Machen wir uns nichts vor: Die Reise von Michelle Bachelet in Xinjiang war eine Show. In jener autonomen Westregion Chinas, wo Millionen Uiguren festgehalten und gefoltert werden, war zum ersten Mal seit 17 Jahren eine UN-Menschenrechtskommissarin zu Besuch.

Wie bei allen anderen Besuchen mit Symbolkraft war auch die Reise von Bachelet durchchoreographiert. Ein kritischer, unabhängiger Blick war ihr nicht möglich. Die Corona-Situation lasse den uneingeschränkten Zugang nicht zu, hieß es offiziell aus Peking.

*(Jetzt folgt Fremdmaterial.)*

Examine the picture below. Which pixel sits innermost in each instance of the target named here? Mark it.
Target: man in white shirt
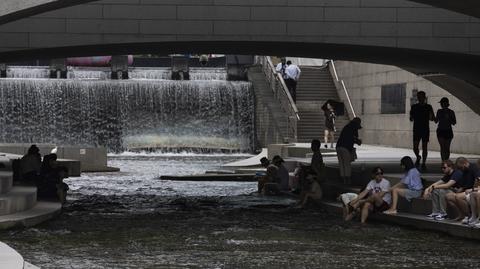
(376, 196)
(281, 66)
(292, 73)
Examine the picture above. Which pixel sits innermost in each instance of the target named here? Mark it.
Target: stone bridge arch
(417, 37)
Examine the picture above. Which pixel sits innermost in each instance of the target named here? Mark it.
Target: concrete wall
(393, 23)
(91, 159)
(364, 83)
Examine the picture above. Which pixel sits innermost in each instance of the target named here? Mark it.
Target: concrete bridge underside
(11, 10)
(414, 36)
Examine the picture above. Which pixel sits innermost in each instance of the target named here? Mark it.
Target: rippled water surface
(131, 219)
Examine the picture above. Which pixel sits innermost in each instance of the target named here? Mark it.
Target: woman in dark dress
(329, 124)
(445, 118)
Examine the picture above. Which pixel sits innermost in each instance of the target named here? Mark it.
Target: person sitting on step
(438, 191)
(315, 169)
(409, 187)
(458, 200)
(375, 198)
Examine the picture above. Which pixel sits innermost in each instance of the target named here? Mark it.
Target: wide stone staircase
(18, 204)
(314, 88)
(271, 120)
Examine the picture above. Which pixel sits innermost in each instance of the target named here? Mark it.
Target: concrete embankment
(410, 214)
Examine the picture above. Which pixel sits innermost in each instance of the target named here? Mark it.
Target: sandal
(390, 212)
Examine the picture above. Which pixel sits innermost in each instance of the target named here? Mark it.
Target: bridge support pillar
(119, 67)
(58, 68)
(236, 66)
(3, 70)
(180, 68)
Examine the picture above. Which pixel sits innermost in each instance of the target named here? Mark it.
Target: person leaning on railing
(409, 187)
(439, 190)
(459, 200)
(346, 153)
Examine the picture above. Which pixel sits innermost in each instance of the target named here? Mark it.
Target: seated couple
(458, 188)
(380, 197)
(374, 198)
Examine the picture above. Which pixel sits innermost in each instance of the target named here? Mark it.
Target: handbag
(354, 154)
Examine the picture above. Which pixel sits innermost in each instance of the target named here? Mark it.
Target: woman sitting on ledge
(409, 187)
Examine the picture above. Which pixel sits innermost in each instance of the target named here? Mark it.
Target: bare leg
(451, 202)
(365, 211)
(461, 201)
(424, 152)
(416, 151)
(332, 137)
(326, 137)
(473, 205)
(395, 193)
(448, 142)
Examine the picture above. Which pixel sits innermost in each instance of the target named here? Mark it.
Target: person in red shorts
(375, 198)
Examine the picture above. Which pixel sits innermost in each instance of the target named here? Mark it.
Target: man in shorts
(451, 179)
(421, 114)
(459, 199)
(375, 198)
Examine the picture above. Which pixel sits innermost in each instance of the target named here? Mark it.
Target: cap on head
(358, 122)
(277, 159)
(444, 101)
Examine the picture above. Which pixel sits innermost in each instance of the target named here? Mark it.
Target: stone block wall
(364, 82)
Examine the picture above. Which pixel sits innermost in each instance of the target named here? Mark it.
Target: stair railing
(342, 89)
(281, 93)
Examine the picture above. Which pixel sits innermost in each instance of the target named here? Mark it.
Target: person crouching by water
(314, 170)
(30, 165)
(346, 153)
(262, 176)
(409, 187)
(51, 185)
(282, 174)
(375, 198)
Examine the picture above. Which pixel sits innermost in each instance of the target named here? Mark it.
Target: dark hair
(264, 161)
(376, 170)
(407, 162)
(421, 93)
(449, 163)
(277, 158)
(316, 144)
(33, 149)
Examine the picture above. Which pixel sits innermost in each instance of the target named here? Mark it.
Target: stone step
(41, 212)
(17, 200)
(6, 181)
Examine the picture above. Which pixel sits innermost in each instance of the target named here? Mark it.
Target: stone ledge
(41, 212)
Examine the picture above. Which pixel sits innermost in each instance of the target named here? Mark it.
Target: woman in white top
(375, 197)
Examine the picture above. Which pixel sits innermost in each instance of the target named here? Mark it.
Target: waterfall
(128, 114)
(103, 73)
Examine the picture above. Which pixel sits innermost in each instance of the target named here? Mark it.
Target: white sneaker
(433, 215)
(472, 222)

Trotzdem ist Bachelet gereist. Sie selbst soll zu Diplomaten gesagt haben: "Ich bin eine erwachsene Frau. Ich kann zwischen den Zeilen lesen." Sie ist sich der politischen Sprengkraft der Reise bewusst gewesen, spätestens seit westliche Medien zeitgleich schockierende Beweisbilder über den Folterapparat in der Xinjiang Police Files veröffentlicht haben.

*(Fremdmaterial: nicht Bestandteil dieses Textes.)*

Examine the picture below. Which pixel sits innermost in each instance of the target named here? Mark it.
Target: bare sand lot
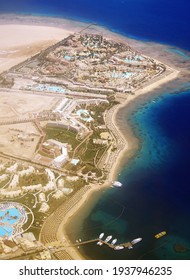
(22, 41)
(20, 106)
(19, 139)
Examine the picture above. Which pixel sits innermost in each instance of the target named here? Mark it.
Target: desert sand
(21, 41)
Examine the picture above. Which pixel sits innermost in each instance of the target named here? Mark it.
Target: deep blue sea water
(156, 181)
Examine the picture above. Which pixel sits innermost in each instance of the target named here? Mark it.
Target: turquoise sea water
(155, 194)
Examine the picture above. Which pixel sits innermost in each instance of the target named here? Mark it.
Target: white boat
(114, 241)
(117, 184)
(108, 238)
(119, 247)
(101, 235)
(137, 240)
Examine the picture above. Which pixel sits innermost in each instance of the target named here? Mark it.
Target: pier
(59, 246)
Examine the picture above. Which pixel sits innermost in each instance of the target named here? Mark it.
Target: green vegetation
(3, 183)
(63, 135)
(33, 179)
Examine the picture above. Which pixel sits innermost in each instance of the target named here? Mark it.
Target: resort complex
(58, 135)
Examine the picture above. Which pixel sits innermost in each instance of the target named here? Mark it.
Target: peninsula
(59, 140)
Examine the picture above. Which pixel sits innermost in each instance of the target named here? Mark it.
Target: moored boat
(161, 234)
(119, 247)
(117, 184)
(108, 238)
(101, 235)
(137, 240)
(114, 241)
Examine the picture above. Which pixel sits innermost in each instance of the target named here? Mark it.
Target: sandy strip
(18, 46)
(23, 41)
(129, 145)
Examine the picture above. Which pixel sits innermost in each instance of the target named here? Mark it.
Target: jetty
(59, 246)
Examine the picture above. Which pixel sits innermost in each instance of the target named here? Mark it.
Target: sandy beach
(17, 46)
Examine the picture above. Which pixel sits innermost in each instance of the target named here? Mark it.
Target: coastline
(61, 233)
(130, 147)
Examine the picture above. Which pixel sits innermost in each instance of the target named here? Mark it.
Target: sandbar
(17, 46)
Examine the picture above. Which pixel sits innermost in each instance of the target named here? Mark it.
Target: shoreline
(61, 233)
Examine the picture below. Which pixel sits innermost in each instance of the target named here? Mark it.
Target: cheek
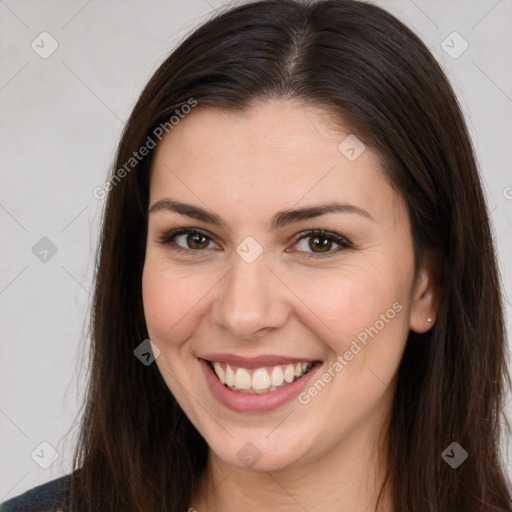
(172, 300)
(348, 302)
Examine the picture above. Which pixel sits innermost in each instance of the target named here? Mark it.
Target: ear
(424, 299)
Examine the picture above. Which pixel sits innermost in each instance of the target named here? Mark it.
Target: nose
(251, 301)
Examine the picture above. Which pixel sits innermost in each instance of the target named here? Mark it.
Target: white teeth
(261, 381)
(242, 379)
(277, 377)
(289, 373)
(219, 371)
(230, 376)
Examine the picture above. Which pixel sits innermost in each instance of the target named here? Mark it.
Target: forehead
(277, 153)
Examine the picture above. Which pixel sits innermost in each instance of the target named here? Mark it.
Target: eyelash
(168, 240)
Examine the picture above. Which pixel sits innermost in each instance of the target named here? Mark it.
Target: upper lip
(254, 362)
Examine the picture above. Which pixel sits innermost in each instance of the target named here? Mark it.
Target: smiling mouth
(260, 380)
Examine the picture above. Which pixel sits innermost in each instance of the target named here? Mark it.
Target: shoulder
(48, 497)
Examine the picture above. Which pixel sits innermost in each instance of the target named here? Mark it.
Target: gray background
(61, 118)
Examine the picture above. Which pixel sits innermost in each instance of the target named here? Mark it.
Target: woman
(296, 222)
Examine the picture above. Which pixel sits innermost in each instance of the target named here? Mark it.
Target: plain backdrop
(60, 120)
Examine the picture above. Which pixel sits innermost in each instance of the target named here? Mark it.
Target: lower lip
(244, 402)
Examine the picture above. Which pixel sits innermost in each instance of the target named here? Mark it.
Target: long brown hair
(137, 450)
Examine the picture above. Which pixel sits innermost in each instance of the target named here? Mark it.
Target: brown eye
(197, 241)
(321, 243)
(186, 240)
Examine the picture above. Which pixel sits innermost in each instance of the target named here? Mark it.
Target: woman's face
(256, 283)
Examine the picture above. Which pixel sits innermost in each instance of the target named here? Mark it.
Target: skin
(323, 455)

Die eigenen Erfahrungen als Folteropfer

Die Ex-Präsidentin von Chile war selbst Opfer von Diktatur und Gewalt. 1975 saß sie im Foltergefängnis unter Diktator Augusto Pinochet, bevor sie mit ihrer Mutter in die DDR floh. In Xinjiang traute ich es ihr zu, dass sie trotz sprachlicher Barriere, die Folteropfer in den Internierungsanlagen schnell erkannt hat. Es reicht oft ein tiefer Blick in ihre Augen.

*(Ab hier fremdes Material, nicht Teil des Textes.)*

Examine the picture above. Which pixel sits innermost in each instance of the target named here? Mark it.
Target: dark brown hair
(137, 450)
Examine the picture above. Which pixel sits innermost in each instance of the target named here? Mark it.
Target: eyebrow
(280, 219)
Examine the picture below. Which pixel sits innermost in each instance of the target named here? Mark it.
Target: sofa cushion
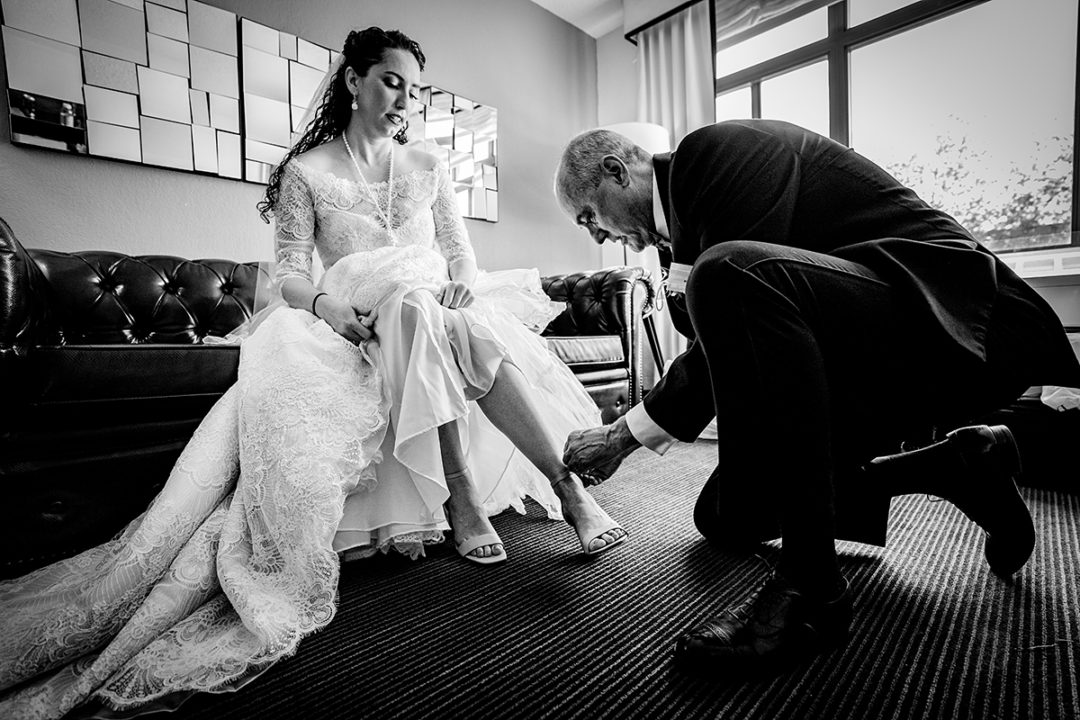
(82, 374)
(585, 352)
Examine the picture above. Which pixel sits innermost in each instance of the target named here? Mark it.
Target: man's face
(619, 211)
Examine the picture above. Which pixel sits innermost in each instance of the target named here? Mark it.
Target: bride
(352, 429)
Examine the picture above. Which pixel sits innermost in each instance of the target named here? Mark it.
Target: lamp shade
(649, 136)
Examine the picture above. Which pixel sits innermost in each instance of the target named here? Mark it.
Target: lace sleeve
(450, 231)
(294, 227)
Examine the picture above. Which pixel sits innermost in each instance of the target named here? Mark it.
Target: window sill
(1061, 265)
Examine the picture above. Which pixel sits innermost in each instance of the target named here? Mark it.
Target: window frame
(836, 49)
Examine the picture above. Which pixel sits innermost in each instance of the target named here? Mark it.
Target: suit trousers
(819, 365)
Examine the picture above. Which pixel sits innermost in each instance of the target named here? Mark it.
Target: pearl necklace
(370, 193)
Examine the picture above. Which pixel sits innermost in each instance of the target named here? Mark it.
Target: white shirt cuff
(646, 431)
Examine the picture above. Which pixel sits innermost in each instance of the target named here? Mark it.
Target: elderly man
(833, 314)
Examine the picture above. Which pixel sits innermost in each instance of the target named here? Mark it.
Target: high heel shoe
(478, 541)
(594, 527)
(467, 546)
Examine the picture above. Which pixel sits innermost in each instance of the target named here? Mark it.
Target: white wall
(616, 79)
(537, 70)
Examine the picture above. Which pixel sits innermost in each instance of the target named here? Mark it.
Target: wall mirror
(186, 85)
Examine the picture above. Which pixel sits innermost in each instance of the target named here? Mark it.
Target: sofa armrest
(23, 306)
(609, 301)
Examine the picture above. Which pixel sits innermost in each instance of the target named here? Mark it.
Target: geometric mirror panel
(159, 82)
(463, 135)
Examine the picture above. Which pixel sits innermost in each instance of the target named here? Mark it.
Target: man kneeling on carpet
(833, 314)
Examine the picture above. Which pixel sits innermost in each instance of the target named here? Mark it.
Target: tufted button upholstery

Ein Monitor zeigt eine Pressekonferenz mit Michelle Bachelet und Xi Jinping
Bachelets China-Reise war gut durchchoreographiertBild: Carlos Garcia Rawlins/REUTERS

Bachelet wurde während ihres Aufenthalts mit politischen Hiobsbotschaften überhäuft. Mehr Relevanz haben indes ihre persönlichen Eindrücke vor Ort - was sie zwischen den offiziellen Terminen beobachtet hat. Ihr Bericht wird nun mit großer Spannung erwartet. Darin wird sie nicht die KP-Sprachjargons und verherrlichende Darstellungen der amtlichen Agentur Xinhua übernehmen. Als UN-Kommissarin muss sie die Autorität und das Ansehen der UN-Institution verteidigen. Aber sie will auch mit China im kritischen Dialog bleiben.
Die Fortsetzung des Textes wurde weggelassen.